Before 2002, Missouri’s data indicated no significant problems with the malpractice market that were not common to most lines of property and casualty insurance.

But between August 2001 and May 2002, Missouri’s malpractice insurance market lost 57 percent of its capacity to write new business because of two major insolvencies, the withdrawal of two other major carriers nationally and a moratorium on new business by the state’s largest writer.

“The loss of capacity to write new business came on the heels of a long period of intense price competition when, insurers agree, they had substantially underpriced their product for physicians. In hindsight, the current wave of large price increases and difficulties in finding any coverage was predictable, but not preventible,” Lakin said, referring to Missouri’s legal reliance on competition to regulate malpractice and other commercial insurance rates.

“We have been extremely frustrated because malpractice carriers leaving Missouri have stressed that the state remains a good place to conduct insurance business. They uniformly have cited losses elsewhere in their decisions to stop writing malpractice coverage. Insurers across the country simply have little interest now in expanding into medical malpractice in any state, and increased competition is essential to stabilizing our market.”

In the critical area of physicians, five insurers with 30 percent of Missouri doctors’business in 2002 are withdrawing, sometimes gradually, from the national medical malpractice market, and another with 25 percent of the Missouri market has a moratorium on new business.

The latest withdrawal from the Missouri market, to begin in March 2004, involves Farmers Insurance Group, which paid losses of only $7,500 and expects future payments of less than $1.2 million on $20 million in premium earned in 2002. Farmers executives assured MDI that their decision to withdraw nationally was not based on any problems in the Missouri market.
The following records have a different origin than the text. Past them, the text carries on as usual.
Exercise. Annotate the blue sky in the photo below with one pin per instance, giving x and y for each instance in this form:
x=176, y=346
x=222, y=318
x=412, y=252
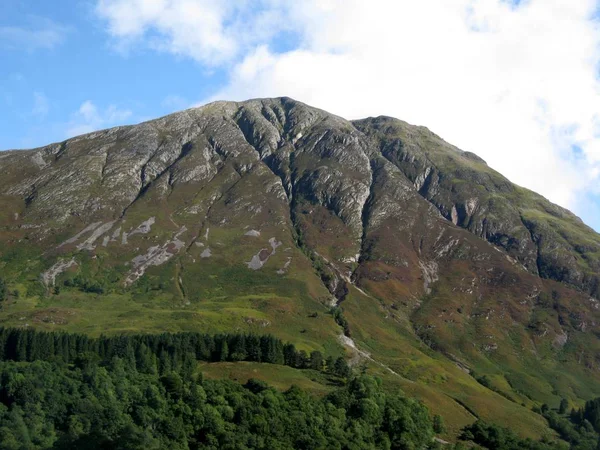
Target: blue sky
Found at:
x=514, y=81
Mixed messages from the market

Even in the area of competition, the Missouri market has sent mixed messages.

Missouri surprisingly has licensed seven new medical malpractice carriers since Jan. 1, despite the continuing reluctance of insurers nationally to add such risks. These new firms usually need considerable time to reach full marketing strength, although one startup insurer has sold several million dollars of coverage this year. With the Farmers withdrawl, Missouri has nine malpractice carriers accepting new applicants.

Hard markets tend to find more policyholders searching for coverage from typically expensive alternative markets, which are typically expensive, largely unregulated surplus lines carriers and risk retention groups.

But the share of Missouri’s malpractice business conducted in alternative markets fell from 18.4 percent in 2000 to 13 percent in 2002. The dollar value of surplus lines earned premium actually fell in 2002.